他甚至反本能的出现了一些,再掏几枚灵石散出去的冲动。
二人一猫回到屋内,并未讨论为何一场雨这城池突然活了这件事。
大猫不会说话,骆穹不想说话,祈岁安总不能自己和自己聊。
他们就在火堆边围城一圈,慢慢烤干自己身上的雨水。
直到,雨突然停了。
就好像有人在这里切了画面一样,崭新的家具陈设,又变得灰扑扑的。
离开院子一看,方才鲜活的雨中城市,又变成了被黄沙覆盖的死寂。
一个人都没了。
骆穹还是第一次在现实看到这种超自然现象,有些好奇,心中某些固定下来的观念,骤然松动了一些。
祈岁安原本也因为这月孤城晴雨间的变化产生的疑问,也因为突然回归又消失的灵气而被打断。

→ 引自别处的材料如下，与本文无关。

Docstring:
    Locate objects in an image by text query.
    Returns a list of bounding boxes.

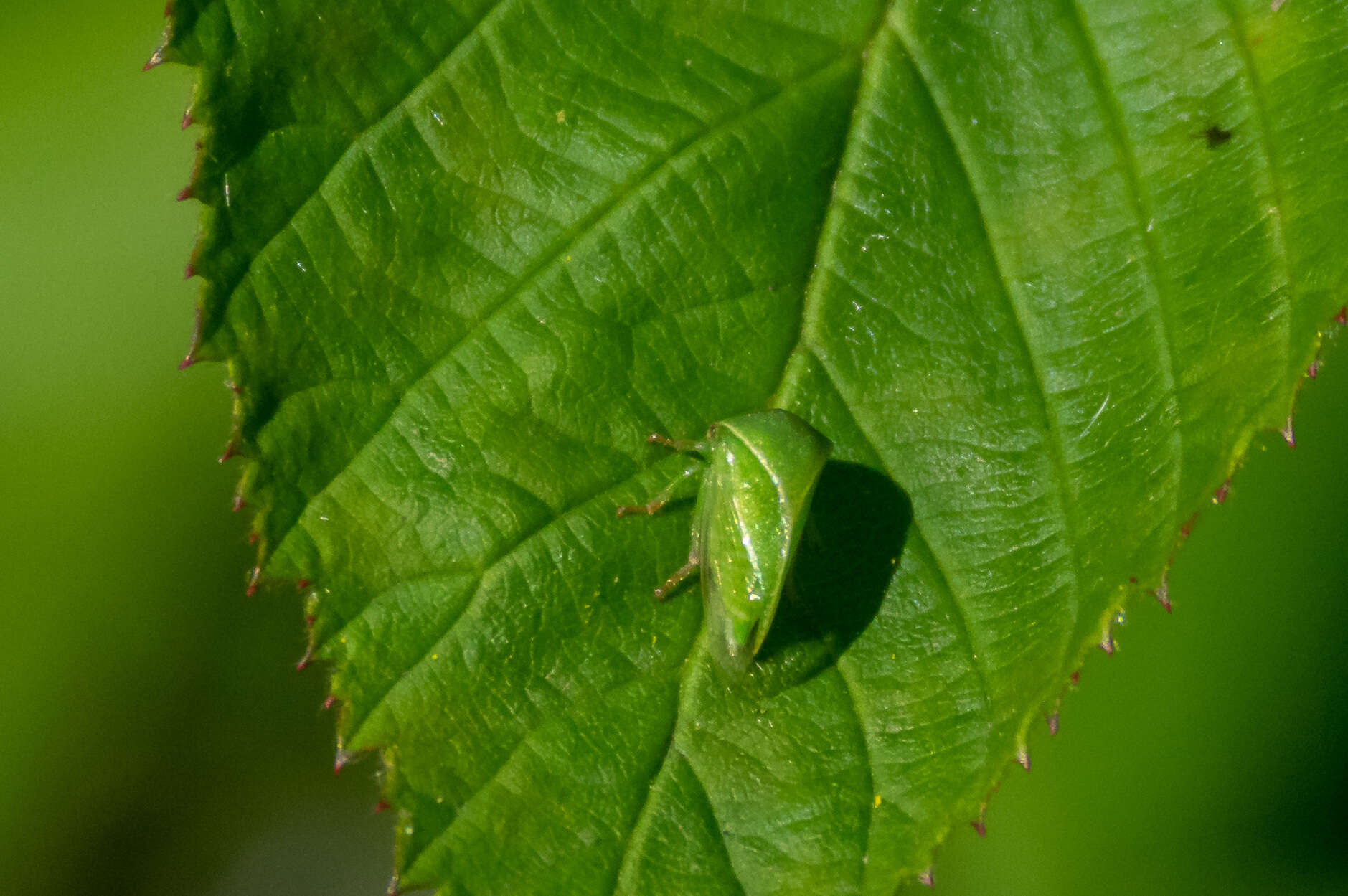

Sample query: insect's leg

他不由得看向骆穹,山君周边无灵气法门,通过齐氏几人之前的叫嚷,他已经怀疑这不是绝灵域,但没有证据。
突如其来的这么一次波动,他心中的好奇更强烈。
只是祈岁安并不敢直接问山君,除了不想破坏他好不容易培养出的与山君和谐相处的氛围。
每每他升起这个念头的时候,浑身汗毛都会竖起,内心会无故生出大恐怖,封住他的喉舌。
像是在有人和他说,不要问,不要想。
可越是这样,他反而越是想要弄明白其中奥妙。
不知不觉,他盯着骆穹的时间,就有些久了,让骆穹感到有些不自在。
“怎……么……了?”
骆穹的声音让祈岁安骤然回神,几乎不用反应,借口便脱口而出,“只是在想这月孤城的古怪,有些走神了。”
“别……管……了,我……们……快……走……吧,免……得……下……雨……又……来……人……了。”

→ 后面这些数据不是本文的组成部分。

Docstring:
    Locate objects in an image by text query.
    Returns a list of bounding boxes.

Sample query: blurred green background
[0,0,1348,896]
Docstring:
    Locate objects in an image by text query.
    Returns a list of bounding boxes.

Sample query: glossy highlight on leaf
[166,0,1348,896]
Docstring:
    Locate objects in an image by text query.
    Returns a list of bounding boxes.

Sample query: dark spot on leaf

虽然还是一个字一个字的蹦,但从句子长度来看,骆穹对祈岁安,已经习惯到社恐症状都微乎其微的地步。
祈岁安甚至都没感觉到排斥,他只以为山君或许是口舌上有什么先天的问题。
这样的事情并不罕见,修士修至蜕凡,会将身体保持在已有的最好状态,但并不会修复天生的损伤。

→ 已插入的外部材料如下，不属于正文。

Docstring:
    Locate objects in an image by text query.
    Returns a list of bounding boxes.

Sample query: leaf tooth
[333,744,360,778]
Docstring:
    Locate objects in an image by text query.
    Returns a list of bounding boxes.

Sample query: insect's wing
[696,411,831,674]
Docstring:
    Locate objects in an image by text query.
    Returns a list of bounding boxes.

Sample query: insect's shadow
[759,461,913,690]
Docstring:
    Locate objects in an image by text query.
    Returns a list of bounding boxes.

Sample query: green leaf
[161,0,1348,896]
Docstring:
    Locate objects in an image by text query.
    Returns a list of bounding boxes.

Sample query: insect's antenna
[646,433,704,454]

就如冯千罗,生来不会说话,如今炼魂期了,还是不能说话。
祈岁安对于骆穹的要求自无不应,点头便道:“好。”
无论这月孤城有什么古怪,总归与他们无关,不过借住一宿,不该管的不要管。
这一点,祈岁安和骆穹的习惯是一样的。
二人一猫又踏上旅程。
一个下午后,夜幕将临时,他们却又出现在了熟悉的城门前。
此时又在落雨了,月孤城也活了过来,夜晚的城池灯火通明,乐声廖廖。
里面似乎在举行什么庆典,热闹的人声,城门口都听得到。
???
骆穹和祈岁安头上同时冒了问号,他们明明是在直行,并未绕弯,如何又转回了这月孤城。
城门口的黑甲卫士看到他们,那个之前接了他们灵石的黑甲头头也在。
虽顾忌入道老祖,不敢有太大动作,出于守卫城池的责任,还是走近,拱手一拜。
“半年未见,不知前辈又来月孤城有何指教?”
半年未见???
不是才一个下午吗?
祈岁安强压下心头疑虑,回道:“只是又一次路过,听闻城中欢宴,有些好奇。”
黑甲人闻言,神色松了下来,“原是如此。”
抚了抚胸口解释道:“此乃我月孤城三年一度的圣女祭,祭祀后,整座城都能得持续三年的圣女祝。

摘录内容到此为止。